Hospitals receiving the Peripheral Vascular Disease Center of Excellence designation have demonstrated their commitment to consistent, high-quality peripheral vascular care and patient outcomes.  Peripheral Vascular Disease (PVD) is a slow and progressive circulation disorder causing the narrowing and/or blockage of a blood vessel which reduces the blood flow to limbs.

“Since we established El Paso’s only PVD program in 2016, our team has been dedicated to educating our community and patients on this debilitating disease,” said Dr.

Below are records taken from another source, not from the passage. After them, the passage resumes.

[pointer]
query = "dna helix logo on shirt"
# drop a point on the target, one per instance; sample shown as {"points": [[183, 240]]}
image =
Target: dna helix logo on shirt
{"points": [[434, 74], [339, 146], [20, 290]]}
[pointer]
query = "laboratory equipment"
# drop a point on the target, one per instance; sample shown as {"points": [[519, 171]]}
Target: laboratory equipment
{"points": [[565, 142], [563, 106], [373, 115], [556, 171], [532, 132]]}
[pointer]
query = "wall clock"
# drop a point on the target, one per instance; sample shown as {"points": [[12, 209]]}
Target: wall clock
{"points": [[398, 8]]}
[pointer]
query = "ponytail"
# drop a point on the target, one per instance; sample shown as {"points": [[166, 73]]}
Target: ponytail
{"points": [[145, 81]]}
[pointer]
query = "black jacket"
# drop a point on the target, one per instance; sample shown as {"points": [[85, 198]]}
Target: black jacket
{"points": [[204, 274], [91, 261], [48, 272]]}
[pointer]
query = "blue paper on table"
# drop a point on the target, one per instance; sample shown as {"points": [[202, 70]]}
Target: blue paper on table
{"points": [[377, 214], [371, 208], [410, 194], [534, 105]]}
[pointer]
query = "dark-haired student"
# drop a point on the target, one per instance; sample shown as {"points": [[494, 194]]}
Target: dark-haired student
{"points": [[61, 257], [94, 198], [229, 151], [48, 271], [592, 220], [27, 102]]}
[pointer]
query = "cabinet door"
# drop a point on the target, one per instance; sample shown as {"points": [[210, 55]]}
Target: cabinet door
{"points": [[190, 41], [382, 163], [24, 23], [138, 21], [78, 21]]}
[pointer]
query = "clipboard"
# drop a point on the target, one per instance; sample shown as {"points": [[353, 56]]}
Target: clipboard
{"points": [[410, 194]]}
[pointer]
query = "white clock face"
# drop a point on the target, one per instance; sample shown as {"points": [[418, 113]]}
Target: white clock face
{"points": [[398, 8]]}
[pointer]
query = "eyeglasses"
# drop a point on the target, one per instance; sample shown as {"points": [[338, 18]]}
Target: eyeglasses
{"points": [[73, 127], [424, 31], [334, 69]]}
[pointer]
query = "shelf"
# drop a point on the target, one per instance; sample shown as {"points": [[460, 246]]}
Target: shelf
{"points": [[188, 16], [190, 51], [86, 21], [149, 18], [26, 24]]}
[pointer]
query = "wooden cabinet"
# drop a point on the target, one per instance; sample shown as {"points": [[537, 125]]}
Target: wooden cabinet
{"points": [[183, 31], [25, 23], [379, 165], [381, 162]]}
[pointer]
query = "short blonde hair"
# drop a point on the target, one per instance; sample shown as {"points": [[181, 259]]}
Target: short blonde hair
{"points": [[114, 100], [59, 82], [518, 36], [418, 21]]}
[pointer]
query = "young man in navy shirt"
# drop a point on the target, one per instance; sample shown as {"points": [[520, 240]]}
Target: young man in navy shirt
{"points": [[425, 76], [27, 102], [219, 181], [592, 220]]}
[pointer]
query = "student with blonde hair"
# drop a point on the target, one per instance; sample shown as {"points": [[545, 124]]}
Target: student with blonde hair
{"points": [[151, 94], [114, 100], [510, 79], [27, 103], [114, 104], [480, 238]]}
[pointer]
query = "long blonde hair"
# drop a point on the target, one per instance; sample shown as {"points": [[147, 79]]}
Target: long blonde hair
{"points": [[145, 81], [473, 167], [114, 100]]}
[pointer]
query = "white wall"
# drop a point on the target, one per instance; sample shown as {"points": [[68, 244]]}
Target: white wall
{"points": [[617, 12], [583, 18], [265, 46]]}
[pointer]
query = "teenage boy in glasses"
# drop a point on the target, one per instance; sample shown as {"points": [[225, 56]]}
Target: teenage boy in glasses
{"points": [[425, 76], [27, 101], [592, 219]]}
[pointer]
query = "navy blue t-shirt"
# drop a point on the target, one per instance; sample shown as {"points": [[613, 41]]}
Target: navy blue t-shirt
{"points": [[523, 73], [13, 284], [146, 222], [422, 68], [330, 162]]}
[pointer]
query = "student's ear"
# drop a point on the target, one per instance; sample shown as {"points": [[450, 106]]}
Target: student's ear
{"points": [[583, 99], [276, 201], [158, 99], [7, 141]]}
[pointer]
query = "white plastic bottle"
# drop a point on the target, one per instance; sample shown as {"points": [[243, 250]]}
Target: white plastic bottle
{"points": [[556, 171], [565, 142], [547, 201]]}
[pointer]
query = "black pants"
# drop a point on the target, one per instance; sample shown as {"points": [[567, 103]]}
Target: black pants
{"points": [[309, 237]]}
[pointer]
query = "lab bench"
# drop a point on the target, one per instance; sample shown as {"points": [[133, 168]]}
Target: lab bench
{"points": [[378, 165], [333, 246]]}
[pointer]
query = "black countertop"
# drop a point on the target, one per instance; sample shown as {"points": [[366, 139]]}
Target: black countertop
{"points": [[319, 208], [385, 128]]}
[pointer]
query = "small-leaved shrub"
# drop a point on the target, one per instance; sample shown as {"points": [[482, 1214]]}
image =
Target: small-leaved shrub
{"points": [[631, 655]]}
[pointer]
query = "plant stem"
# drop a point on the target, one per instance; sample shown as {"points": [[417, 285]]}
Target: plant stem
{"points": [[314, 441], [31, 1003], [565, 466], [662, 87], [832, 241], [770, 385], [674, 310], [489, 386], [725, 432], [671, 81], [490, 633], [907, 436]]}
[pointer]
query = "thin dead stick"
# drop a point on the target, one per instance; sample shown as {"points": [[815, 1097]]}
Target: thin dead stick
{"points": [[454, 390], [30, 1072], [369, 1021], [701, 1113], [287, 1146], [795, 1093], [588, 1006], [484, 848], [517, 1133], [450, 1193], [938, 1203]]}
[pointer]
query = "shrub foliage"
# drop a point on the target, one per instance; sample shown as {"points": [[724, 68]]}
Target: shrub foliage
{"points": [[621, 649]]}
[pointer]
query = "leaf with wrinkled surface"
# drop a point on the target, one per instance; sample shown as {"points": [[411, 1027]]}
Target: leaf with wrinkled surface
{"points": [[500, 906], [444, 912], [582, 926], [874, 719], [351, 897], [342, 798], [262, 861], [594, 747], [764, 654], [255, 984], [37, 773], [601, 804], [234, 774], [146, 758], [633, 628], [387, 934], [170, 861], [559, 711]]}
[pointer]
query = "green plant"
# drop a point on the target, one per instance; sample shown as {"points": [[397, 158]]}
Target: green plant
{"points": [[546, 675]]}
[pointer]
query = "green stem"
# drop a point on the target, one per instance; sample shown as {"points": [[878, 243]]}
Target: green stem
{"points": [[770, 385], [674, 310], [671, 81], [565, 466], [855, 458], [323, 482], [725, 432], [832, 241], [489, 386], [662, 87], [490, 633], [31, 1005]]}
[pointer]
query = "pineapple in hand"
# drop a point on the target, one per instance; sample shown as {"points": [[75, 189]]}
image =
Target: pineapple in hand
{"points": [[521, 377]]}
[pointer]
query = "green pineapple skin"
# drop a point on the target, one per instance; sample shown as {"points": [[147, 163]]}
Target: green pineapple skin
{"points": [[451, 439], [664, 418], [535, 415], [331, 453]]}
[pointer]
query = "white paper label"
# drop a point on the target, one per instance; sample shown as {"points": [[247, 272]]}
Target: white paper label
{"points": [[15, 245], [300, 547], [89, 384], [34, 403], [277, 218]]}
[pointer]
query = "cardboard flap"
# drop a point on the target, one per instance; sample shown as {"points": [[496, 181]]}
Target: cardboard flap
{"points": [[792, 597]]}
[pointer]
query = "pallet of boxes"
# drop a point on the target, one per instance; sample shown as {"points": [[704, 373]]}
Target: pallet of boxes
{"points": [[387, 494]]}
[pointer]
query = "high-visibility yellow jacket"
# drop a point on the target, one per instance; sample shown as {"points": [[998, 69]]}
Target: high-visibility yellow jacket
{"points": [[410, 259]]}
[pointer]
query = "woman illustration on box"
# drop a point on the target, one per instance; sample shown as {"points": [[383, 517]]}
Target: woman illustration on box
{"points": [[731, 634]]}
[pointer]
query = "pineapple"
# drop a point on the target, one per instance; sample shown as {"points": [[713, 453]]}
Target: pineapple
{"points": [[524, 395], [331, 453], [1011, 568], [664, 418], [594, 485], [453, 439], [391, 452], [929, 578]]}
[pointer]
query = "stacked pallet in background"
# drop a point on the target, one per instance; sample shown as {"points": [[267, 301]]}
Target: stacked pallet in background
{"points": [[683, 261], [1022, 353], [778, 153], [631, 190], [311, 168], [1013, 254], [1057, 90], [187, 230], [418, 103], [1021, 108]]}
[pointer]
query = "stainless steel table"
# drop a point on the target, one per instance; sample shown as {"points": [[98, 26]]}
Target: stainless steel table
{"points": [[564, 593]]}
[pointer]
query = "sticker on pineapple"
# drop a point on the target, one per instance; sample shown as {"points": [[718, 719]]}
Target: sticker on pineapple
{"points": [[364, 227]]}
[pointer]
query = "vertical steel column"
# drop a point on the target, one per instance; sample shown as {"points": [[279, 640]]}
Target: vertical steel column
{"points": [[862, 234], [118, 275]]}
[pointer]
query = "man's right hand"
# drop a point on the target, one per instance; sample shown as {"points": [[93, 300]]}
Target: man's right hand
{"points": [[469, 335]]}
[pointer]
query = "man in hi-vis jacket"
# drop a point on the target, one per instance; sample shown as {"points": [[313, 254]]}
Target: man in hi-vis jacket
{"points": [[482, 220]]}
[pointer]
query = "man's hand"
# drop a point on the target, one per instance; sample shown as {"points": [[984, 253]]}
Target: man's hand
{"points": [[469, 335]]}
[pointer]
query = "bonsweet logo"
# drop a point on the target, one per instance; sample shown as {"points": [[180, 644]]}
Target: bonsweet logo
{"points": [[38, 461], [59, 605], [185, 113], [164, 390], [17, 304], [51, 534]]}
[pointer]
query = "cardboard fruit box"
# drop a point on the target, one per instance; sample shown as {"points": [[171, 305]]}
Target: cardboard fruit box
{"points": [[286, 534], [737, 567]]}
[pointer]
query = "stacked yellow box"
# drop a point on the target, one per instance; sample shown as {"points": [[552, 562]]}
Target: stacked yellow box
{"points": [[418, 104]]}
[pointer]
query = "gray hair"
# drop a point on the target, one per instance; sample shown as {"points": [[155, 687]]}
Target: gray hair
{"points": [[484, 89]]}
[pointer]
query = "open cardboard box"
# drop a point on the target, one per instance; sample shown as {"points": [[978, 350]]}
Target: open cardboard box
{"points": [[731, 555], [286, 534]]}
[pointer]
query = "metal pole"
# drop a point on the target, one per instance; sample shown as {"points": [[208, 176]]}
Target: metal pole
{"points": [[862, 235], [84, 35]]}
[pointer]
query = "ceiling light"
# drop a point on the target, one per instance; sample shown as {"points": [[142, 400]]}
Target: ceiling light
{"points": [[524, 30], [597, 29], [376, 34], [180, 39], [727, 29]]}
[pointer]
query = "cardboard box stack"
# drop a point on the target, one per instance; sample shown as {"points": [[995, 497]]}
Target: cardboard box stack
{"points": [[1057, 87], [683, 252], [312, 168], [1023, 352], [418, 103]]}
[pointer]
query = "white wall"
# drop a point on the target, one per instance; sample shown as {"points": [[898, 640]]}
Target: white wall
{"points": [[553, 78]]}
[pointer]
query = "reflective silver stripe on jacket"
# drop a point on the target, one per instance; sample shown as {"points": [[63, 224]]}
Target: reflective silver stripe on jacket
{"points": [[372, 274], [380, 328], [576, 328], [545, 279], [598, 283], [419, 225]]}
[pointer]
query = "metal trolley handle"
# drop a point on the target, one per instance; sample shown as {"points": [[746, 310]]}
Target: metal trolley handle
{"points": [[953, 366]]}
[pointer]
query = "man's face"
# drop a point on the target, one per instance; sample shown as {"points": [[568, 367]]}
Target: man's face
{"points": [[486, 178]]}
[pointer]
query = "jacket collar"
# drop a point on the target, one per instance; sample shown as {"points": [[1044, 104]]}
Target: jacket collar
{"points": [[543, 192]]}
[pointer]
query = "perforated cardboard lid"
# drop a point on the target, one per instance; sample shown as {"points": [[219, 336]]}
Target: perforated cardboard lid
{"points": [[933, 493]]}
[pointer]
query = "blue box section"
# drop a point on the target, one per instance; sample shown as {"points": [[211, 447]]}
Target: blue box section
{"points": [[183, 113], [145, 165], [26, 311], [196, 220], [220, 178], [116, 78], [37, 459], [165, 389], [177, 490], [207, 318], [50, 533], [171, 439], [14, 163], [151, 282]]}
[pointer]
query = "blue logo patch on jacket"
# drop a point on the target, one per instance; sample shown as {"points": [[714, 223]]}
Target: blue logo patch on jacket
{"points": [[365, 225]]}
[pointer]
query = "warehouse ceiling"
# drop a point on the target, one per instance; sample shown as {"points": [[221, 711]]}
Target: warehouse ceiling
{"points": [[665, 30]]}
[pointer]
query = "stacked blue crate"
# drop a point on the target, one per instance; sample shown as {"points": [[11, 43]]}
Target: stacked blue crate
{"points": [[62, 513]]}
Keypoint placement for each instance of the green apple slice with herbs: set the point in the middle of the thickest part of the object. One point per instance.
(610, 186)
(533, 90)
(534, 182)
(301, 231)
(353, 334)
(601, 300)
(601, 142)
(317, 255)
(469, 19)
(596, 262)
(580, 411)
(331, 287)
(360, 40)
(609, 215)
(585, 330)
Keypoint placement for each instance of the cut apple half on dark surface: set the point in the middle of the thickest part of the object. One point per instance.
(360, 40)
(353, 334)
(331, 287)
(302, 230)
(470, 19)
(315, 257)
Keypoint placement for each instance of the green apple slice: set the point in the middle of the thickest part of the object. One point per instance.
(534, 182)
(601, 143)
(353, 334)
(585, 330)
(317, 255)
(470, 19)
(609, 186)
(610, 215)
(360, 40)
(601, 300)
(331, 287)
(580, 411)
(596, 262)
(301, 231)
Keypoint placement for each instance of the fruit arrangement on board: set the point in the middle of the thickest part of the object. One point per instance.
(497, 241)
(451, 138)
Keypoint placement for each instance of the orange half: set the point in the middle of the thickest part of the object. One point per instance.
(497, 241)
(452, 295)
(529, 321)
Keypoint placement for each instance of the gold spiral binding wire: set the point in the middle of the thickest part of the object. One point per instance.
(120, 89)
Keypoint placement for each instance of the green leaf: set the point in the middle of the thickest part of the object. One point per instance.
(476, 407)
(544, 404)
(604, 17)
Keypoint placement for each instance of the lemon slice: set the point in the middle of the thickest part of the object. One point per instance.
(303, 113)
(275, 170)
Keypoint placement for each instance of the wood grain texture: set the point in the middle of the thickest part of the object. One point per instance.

Laiq Raja, Cardiologist and Medical Director for the Peripheral Vascular Disease program at The Hospitals of Providence Memorial Campus.  “Six years later to have our team’s efforts recognized nationally for the care we are providing and the difference we are making in our patients’ lives is truly rewarding.  With El Paso having a high incidence of PVD and diabetes, this is a serious issue and it is critical that we bring more awareness to this disease and program to reduce the incidence of the disease and complications from it, which include severe pain, non-healing wounds and limb amputation in the affected extremity.”

According to the Centers for Disease Control and Prevention (CDC), approximately 6.5 million people age 40 and older in the United States suffer from PVD.  The classic symptoms of PVD are pain in the legs with physical activity, such as walking, that gets better after rest, however up to 4 in 10 people with PVD can have no leg pain, leg or feet color changes, shiny skin, hair loss of slower hair growth on affected extremity, coldness to affected extremity and non-healing sores or wounds to legs, feet or toes.  Risk factors for PVD include smoking, high blood pressure, diabetes, high cholesterol and age over 70.

The Hospitals of Providence Memorial Campus established the PVD program in 2016 and continues to advance and expand services.  Its multidisciplinary team of specialists work together to identify the appropriate tests and treatment needed for the patient when presenting with PVD symptoms.  The dedicated nurse navigator guides patients from the beginning of their care through the recovery process.

“This is a tremendous achievement – to be one of only two hospitals in the nation and the first in Texas to achieve this designation is a significant reflection of our team’s commitment and dedication to excellence,” said Rob J. Anderson, CEO for The Hospitals of Providence Memorial Campus and Providence Children's Hospital.  “Six years ago, we saw a need for our community and invested in this program to ensure patients from throughout the region had access to this needed care and treatment.  We are incredibly proud of our team for their dedication to providing outstanding care and making a difference in the lives of our patients.”